On the other hand, Bush's "heck of a job Brownie" moment was much worse than Obama's eating ice cream while Tehran burns. Another element of Bush's low popularity, that had little to do with his ideology. Brooks is simply wrong about Bush governing as a conservative. And I forgot to mention No Chile Left beind, a bill that is very unpopular with many liberal constituencies, but that was drafted by Ted Kennedy's staff. Again, not conservative.

Why would you believe anything Brooks predicts?

Brooks, a RINO/BLUEDOG in his own mind, insulated in NY, and surrounded by socialists, doesn't know shingles from Shinola. The Republicans lost all the moderates (and me) because Bush & Co. turned into a tax and spend carbon copy of liberals, and walked away from their Contract for America.

Brooks factually points out the Repubs acted like liberals: "They spent federal money in an effort to buy support but ended up disgusting the country instead." Then in a huge disconnect, he irrationally concludes it was southern conservatives (anti-tax and anti-spenders) who drove the moderates out of the party. What a dunce!

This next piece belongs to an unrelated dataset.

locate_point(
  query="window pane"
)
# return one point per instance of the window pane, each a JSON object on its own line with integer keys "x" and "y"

This Sarah Palin hater (calls her a cancer) was born in Canada, for cripe sakes, a country 100% full of libs and socialists, but the libs think they are conservatives when they compare themselves to the socialists. I doubt Brooks has ever spent a day in the Heartland - IA, IN, NE, KS, OK, TX, AZ, CO, et al, talking to real people.

Have a nice day!

pete may well be right on no. 3. obama has the votes and is not lacking in confidence, as dionne says. and once the "reform" passes, it's easy to see that going back is very unlikely. and i agree it's obvious that brooks overstates his case. with bush, the problem was the perception of massive incompetence and cluelessness, and obama hasn't had any real meltdowns.

Brooks says, "Last week, the administration announced a proposal to take Medicare spending decisions away from Congress and lodge the power with technocrats in the executive branch. It’s a good idea, and it might lead to real cost savings. But there’s no reason to think that it will be incorporated into the final law. The chairmen will never surrender power to an administration they can override."


Brooks is rather more comfortable with the administrative state Progressives and their liberal children created than any conservative can afford to be. He seems not to care a whit about the delegation of legislative authority to the executive branch, or, even worse, to only mildly accountable administrative agencies.